The Anacostia Connection

The small (1.5 mile) segment of the 36 mile Anacostia Tributary Trail System from Bladensburg Park to the Anacostia wetlands has been a long time coming.   Since then, this segment of a system that follows stream beds from Montgomery and Prince George’s Counties with access to Maryland’s $9.2 million 50-acre Anacostia Wetland Mitigation Project, has gained some heavy-duty, highly visible support – on both sides of the creek.

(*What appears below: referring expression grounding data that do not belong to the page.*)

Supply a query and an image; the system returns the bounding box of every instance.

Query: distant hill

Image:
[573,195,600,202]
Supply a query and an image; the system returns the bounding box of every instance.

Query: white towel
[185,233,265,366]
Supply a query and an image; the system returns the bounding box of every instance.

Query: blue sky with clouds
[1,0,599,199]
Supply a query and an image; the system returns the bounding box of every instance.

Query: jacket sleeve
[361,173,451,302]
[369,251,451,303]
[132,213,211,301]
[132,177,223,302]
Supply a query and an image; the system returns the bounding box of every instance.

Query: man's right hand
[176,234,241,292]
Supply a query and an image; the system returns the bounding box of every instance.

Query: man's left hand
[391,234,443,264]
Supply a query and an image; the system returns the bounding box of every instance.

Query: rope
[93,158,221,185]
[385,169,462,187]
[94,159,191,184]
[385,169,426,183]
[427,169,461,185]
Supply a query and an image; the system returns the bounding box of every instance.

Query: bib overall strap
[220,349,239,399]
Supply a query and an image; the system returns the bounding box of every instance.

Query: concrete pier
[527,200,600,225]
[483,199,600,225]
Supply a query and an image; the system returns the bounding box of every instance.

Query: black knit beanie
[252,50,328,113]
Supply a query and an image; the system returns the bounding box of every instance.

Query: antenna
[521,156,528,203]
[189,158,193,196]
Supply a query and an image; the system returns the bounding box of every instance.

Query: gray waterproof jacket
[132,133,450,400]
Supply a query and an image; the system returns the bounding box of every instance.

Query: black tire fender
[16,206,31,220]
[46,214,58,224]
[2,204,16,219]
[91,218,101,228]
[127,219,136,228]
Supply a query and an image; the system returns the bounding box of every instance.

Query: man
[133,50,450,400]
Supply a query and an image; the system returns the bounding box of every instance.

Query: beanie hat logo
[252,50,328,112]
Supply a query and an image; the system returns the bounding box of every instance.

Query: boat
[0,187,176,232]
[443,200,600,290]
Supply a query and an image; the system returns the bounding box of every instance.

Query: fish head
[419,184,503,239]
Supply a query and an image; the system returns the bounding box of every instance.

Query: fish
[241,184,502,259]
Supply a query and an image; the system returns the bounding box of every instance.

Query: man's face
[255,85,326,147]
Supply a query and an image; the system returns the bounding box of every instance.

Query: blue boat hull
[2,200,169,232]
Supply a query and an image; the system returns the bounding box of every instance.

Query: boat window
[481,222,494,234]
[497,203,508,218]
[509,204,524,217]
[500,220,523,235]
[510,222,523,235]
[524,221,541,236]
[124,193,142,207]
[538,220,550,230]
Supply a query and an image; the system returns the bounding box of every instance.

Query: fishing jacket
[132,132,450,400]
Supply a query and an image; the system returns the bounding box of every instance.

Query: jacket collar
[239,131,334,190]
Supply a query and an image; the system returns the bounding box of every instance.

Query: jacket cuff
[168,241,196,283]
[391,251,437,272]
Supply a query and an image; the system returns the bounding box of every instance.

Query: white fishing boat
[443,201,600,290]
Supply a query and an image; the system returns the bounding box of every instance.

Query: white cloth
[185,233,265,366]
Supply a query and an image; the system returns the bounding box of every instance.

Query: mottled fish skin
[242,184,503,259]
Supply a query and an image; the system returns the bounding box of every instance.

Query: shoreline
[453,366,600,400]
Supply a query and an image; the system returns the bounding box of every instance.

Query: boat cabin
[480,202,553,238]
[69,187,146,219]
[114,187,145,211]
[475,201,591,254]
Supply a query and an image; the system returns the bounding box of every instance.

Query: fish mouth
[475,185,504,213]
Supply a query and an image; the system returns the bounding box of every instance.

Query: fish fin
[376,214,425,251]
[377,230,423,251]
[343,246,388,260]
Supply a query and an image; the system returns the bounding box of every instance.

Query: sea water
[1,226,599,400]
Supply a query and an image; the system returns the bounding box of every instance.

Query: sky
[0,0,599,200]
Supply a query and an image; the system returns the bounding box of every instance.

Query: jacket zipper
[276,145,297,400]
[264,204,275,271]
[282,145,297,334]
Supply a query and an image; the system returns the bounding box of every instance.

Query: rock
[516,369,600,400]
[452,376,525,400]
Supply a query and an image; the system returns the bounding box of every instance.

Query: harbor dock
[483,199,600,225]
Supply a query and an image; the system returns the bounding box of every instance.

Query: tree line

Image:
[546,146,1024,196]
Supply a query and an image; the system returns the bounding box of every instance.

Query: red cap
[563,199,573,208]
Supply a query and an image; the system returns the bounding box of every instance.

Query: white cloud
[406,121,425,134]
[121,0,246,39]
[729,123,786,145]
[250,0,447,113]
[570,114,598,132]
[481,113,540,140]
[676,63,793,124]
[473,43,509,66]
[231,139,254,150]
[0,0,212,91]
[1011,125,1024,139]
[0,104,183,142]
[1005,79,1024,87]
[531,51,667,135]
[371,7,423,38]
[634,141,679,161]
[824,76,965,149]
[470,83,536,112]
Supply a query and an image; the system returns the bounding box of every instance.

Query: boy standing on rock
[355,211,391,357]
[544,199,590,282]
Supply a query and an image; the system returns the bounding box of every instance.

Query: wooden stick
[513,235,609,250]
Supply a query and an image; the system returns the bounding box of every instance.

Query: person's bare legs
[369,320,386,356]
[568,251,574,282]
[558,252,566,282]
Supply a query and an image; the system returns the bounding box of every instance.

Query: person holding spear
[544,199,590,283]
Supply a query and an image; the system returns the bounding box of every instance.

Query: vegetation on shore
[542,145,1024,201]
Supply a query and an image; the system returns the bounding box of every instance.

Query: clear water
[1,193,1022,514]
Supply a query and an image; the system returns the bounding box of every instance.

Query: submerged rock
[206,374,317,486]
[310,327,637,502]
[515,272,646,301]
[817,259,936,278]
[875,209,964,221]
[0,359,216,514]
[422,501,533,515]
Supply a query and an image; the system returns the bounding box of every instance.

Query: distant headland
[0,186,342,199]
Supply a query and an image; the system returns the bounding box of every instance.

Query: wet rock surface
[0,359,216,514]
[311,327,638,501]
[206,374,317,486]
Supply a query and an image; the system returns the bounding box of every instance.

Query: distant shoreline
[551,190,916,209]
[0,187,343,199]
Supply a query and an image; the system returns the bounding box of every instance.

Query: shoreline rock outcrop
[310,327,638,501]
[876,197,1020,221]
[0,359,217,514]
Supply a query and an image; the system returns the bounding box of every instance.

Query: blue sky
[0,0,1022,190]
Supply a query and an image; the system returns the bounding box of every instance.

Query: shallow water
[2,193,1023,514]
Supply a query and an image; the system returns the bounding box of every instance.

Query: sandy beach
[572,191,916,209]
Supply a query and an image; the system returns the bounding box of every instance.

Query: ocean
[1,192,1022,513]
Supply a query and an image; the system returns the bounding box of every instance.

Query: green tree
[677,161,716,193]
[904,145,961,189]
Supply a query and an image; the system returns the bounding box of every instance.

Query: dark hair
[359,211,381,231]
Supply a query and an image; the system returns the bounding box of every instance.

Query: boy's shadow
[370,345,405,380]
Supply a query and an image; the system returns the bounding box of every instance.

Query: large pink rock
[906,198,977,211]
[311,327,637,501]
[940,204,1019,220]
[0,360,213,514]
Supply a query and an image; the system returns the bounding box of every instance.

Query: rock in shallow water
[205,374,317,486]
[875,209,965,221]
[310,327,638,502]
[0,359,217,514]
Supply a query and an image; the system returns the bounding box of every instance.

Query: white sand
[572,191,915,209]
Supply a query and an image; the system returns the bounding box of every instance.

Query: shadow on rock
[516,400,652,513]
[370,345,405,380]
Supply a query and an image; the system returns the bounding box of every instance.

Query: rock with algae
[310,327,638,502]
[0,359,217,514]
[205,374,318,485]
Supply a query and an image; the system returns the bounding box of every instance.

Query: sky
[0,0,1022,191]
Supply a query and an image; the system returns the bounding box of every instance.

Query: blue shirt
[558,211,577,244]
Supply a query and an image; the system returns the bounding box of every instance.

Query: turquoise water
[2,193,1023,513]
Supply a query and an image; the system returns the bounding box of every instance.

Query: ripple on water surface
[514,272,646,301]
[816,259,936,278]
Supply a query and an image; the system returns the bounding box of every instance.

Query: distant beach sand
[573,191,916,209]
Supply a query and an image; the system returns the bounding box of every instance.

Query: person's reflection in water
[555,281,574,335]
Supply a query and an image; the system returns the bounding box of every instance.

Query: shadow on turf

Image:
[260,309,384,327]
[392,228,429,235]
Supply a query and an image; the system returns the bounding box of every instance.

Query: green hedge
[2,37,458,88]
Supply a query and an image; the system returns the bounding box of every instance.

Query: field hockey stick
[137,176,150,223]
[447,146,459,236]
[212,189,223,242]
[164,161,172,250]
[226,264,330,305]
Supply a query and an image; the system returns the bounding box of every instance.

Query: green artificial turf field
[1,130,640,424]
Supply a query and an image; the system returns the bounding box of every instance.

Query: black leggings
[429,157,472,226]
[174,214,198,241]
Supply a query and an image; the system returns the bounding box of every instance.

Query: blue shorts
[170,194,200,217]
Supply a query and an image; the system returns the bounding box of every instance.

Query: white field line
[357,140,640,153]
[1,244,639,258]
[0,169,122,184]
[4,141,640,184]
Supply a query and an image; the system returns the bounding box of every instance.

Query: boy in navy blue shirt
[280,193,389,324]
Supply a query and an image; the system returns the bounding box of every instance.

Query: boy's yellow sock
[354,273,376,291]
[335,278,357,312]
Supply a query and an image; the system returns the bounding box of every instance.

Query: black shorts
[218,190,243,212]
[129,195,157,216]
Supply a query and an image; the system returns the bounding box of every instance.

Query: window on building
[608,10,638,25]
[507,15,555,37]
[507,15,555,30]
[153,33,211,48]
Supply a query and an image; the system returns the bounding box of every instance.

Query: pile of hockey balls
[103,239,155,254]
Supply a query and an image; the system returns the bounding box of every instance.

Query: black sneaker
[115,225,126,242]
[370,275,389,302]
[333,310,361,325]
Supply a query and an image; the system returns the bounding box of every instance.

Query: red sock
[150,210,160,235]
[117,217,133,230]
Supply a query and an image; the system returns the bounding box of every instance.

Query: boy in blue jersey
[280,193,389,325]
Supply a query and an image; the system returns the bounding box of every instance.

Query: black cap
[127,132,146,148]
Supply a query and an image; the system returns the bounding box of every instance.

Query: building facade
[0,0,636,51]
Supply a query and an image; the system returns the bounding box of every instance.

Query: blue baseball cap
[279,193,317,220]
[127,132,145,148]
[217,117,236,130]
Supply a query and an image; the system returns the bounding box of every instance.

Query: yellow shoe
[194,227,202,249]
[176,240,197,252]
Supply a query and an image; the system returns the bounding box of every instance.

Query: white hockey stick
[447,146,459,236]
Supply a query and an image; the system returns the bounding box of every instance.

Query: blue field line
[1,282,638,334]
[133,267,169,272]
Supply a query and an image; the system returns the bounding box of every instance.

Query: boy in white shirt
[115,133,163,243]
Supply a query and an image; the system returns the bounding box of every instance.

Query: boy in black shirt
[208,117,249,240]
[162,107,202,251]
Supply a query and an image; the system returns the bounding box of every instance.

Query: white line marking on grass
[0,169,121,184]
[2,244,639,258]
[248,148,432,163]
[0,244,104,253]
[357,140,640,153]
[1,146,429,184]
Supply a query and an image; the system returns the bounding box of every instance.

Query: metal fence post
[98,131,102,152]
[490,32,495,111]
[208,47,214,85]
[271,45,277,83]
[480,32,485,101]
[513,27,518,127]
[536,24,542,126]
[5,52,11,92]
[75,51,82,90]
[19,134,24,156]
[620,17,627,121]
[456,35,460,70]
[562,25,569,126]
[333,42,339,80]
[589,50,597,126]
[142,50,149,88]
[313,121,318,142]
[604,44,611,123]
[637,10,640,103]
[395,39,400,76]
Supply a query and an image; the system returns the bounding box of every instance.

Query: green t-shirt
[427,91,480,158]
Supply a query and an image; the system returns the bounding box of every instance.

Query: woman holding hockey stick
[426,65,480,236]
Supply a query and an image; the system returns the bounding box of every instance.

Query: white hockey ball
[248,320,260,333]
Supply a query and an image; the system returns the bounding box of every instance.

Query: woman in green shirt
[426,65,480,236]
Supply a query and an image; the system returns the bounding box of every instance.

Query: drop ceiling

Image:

Witness the crowd of celebrants who showed up for the ribbon cutting this month.  They included Governor O’Malley, Senator Cardin, Washington Mayor Gray, Prince George’s County Executive Baker, and Cabinet Secretaries LaHood (Transportation) and Salazar (Interior).  That’s a lot of wattage for a short trail that only leads to a highway intersection.  But this occasion marked a federal and local commitment to make the Anacostia Riverwalk Trail a major factor in the restoration of the river and its basin – while giving access to recreational, transportation, and environmental amenities throughout the region.

As of today, most of the network build out has occurred in Maryland, where key portions are in process  — like the College Park Trolley Trail, which is now tootling its way through Hyattsville and Riverdale.  This vision, which incorporates the Woodrow Wilson Bridge trail far to the south near Oxon Hill, courses around RFK, the National Arboretum, and past the Navy Yard and Nationals Stadium.

Once complete, the Anacostia Riverwalk Trail Network will offer nearly 60 miles of contiguous pathways –– including 39 miles in Maryland and 20 miles in the District of Columbia.  In DC, five segments are currently under construction, with a new one around Natsville opening next week. The presence of the Cabinet secretaries and Senator Cardin reinforced the commitment of federal resources to make this plan a reality.  Governor O’Malley took the opportunity to announce the trail would be expanded south into DC starting late next year, and that Maryland will commit $1 million towards a 3.9-mile trail extending from this addition in Bladensburg to Benning Road.  Project designs will be completed by summer 2012 and construction will begin by the end of 2012.

Washington may be playing catch-up, but they have a great game plan, as can be seen here:  The little pink dotted line above the Maryland line at Route 50 is what just opened.  When the Kenilworth (9) and Arboretum (8) segments are complete, they will tie Maryland into most of the Anacostia Basin – all the way to the Potomac. 

 

As for the Maryland Anacostia Tributary Trail System, see how many community and recreation assets(including the University of Maryland)  it connects.

 

We can hope this trail will be complete – or nearly so – in time for the visitors descending upon Maryland and DC for the War of 1812 Bicentennial.  Both Washington and Bladensburg were key British victories, leading up to the Battle of Baltimore and the penning of the Star-Spangled Banner.  Visiting these historic landmarks via the trails will enhance the experience with the beauty of nature and appreciation for the environment.